Cette liberté, il la réclamait pour lui mais aussi pour ses frères africains. Il voulait donc savoir si les missionnaires avaient à cœur de former en Afrique des hommes et des femmes libres, s’ils reconnaissaient aux Africains et Africaines qui entrent dans les séminaires, congrégations religieuses et instituts de vie apostolique le droit de dire ce qu’ils pensent réellement et de se passer un jour de leur tutelle, car « la foi suppose autonomie, prise en charge de soi, de son être-dans-le-monde, à laquelle renvoie la reconnaissance de Dieu comme Dieu, autre qu’une idole de nous-mêmes, de notre impuissance inversée en toute-puissance imaginaire hors de nous».
Bref, sa grande question, devenue mienne depuis, fut celle-ci : l’objectif du christianisme en Afrique est-il de voir émerger des personnes pensant par et pour elles-mêmes ou bien cherche-t-il à produire des « êtres truqués dans un monde truqué» comme Pierre Landu, le héros d’Entre les eaux de V. Y. Mudimbe, « qui répétait machinalement des gestes et des mots qu’on lui avait enseignés pour faire marcher une mécanique religieuse, car il n’était rien de plus, ni un Africain ni un Occidental, [ni] un serviteur de Dieu, de la foi et de ses frères noirs, mais d’un christianisme culturel faisant corps avec l’Occident capitaliste qui dominait son pays». Ce qu’Eboussi attendait de l’Africain ayant été « évangélisé » par le missionnaire, c’est que, « même s’il est fils de la mission, cet Africain [meure] à son enfance pour devenir père à son tour, la tête d’une nouvelle lignée d’hommes, mais non perpétuer les Nègres, colonisables et objets d’endoctrinement et de bienfaisance».
Ainsi qu’on peut le voir, le philosophe camerounais ne se montra guère tendre avec le christianisme et les missionnaires, même s’il ne voyait pas tout en noir dans les actes que ces derniers posèrent sur le continent africain.

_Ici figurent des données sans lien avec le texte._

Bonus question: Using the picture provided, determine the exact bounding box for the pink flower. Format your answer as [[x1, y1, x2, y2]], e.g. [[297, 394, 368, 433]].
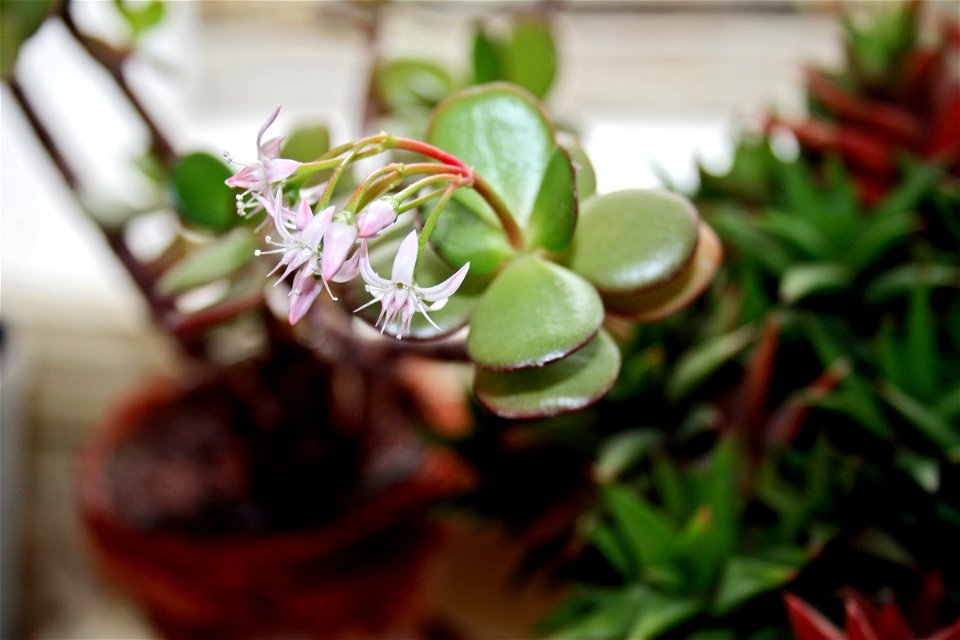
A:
[[226, 106, 300, 217], [256, 189, 334, 284], [320, 220, 357, 281], [357, 199, 397, 238], [287, 278, 323, 325], [356, 231, 470, 340]]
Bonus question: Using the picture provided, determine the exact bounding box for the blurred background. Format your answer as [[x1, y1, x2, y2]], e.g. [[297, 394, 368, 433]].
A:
[[0, 0, 955, 638]]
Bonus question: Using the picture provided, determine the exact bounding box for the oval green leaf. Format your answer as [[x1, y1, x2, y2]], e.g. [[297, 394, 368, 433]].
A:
[[603, 223, 723, 322], [170, 152, 241, 231], [374, 59, 453, 112], [502, 20, 557, 98], [570, 189, 699, 295], [467, 256, 603, 371], [474, 331, 620, 418], [527, 147, 577, 251], [430, 199, 515, 275], [280, 124, 330, 162], [157, 229, 256, 295]]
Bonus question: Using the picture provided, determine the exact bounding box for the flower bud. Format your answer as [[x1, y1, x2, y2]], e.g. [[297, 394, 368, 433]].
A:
[[357, 199, 397, 238]]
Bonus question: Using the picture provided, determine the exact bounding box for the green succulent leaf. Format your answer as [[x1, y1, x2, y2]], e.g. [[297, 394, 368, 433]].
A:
[[473, 26, 504, 84], [471, 327, 620, 418], [170, 152, 241, 231], [430, 198, 516, 275], [570, 189, 699, 295], [560, 133, 597, 202], [374, 59, 454, 111], [280, 124, 330, 162], [603, 223, 723, 322], [627, 591, 704, 640], [157, 229, 256, 295], [113, 0, 167, 39], [467, 256, 603, 371], [473, 19, 557, 98], [501, 20, 557, 98], [427, 84, 576, 255], [780, 262, 853, 304], [527, 147, 577, 251]]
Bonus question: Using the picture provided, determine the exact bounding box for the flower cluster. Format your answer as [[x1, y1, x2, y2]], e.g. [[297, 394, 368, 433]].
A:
[[226, 107, 470, 339]]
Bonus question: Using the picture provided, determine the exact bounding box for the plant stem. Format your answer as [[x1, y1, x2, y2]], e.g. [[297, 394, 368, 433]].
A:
[[473, 173, 523, 251], [384, 138, 523, 250], [58, 0, 177, 167], [417, 184, 458, 261]]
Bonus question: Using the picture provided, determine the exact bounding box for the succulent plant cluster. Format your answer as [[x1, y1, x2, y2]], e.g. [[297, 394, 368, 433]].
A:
[[545, 4, 960, 639], [214, 83, 720, 418]]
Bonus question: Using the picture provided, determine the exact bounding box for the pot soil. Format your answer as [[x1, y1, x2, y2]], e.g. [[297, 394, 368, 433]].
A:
[[79, 359, 469, 638]]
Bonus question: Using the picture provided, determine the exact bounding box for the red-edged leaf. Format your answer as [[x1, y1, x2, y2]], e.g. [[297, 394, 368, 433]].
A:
[[783, 593, 844, 640]]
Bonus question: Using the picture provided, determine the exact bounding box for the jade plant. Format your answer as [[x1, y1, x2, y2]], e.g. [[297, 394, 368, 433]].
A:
[[223, 83, 720, 418], [528, 4, 960, 638], [366, 14, 558, 135]]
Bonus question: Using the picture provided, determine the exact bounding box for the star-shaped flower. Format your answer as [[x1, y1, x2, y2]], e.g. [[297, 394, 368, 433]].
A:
[[256, 189, 334, 284], [356, 231, 470, 340], [226, 106, 300, 217]]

Qu’en est-il de l’État postcolonial africain ?
II/ Pour Eboussi, l’État postcolonial est foncièrement violent
Le moins que l’on puisse dire est que le jugement d’Eboussi sur cet État est loin d’être complaisant. En 1992, par exemple, voici ce qu’il écrit sur le régime Biya : « Un homme venu d’ailleurs ne peut qu’être déconcerté de ceci : au terme de dix ans d’un gouvernement qui est un échec patent, qui est un désastre ayant fait du Cameroun un pays sinistré socialement et économiquement, s’enlisant dans la pauvreté absolue et l’anémie, le Président sortant sollicite les suffrages pour un mandat de cinq ans, afin, dit-il sans ironie, de mener à la perfection son grand œuvre». Quatorze ans plus tard, dans un entretien avec Achille Mbembe et Célestin Monga, il renouvelle ses critiques : « Il est dérisoire et cruel de se gargariser de discours sur la démocratie, les droits de l’homme, dans une culture de la mort dévaluée d’hommes superflus et encombrants » (cf. Le Messager du 19 juillet 2006).
L’État postcolonial qui apparaît dans les écrits d’Eboussi Boulaga est un État qui exerce la violence sur ceux qu’il est censé protéger, qui « procède du principe autoritaire, [qui] pose la nécessité, pour une durée indéterminée, d’user principalement, sinon exclusivement de la coercition et de la répression pour gouverner et moderniser les sociétés africaines pour leur bien». À ceux qui, pour excuser la violence des satrapes, estiment que « l’indigène ne reconnaîtrait que le pouvoir de la force personnifiée en un maître unique régnant sans partage et ne tolérant aucun dissentiment », Eboussi Boulaga répond qu’« il est facile de citer d’innombrables traditions non autoritaires, en Afrique, de dénombrer les institutions et les mécanismes qui font contrepoids à l’autorité du chef, les obligations qu’il doit sans cesse accomplir pour se légitimer» .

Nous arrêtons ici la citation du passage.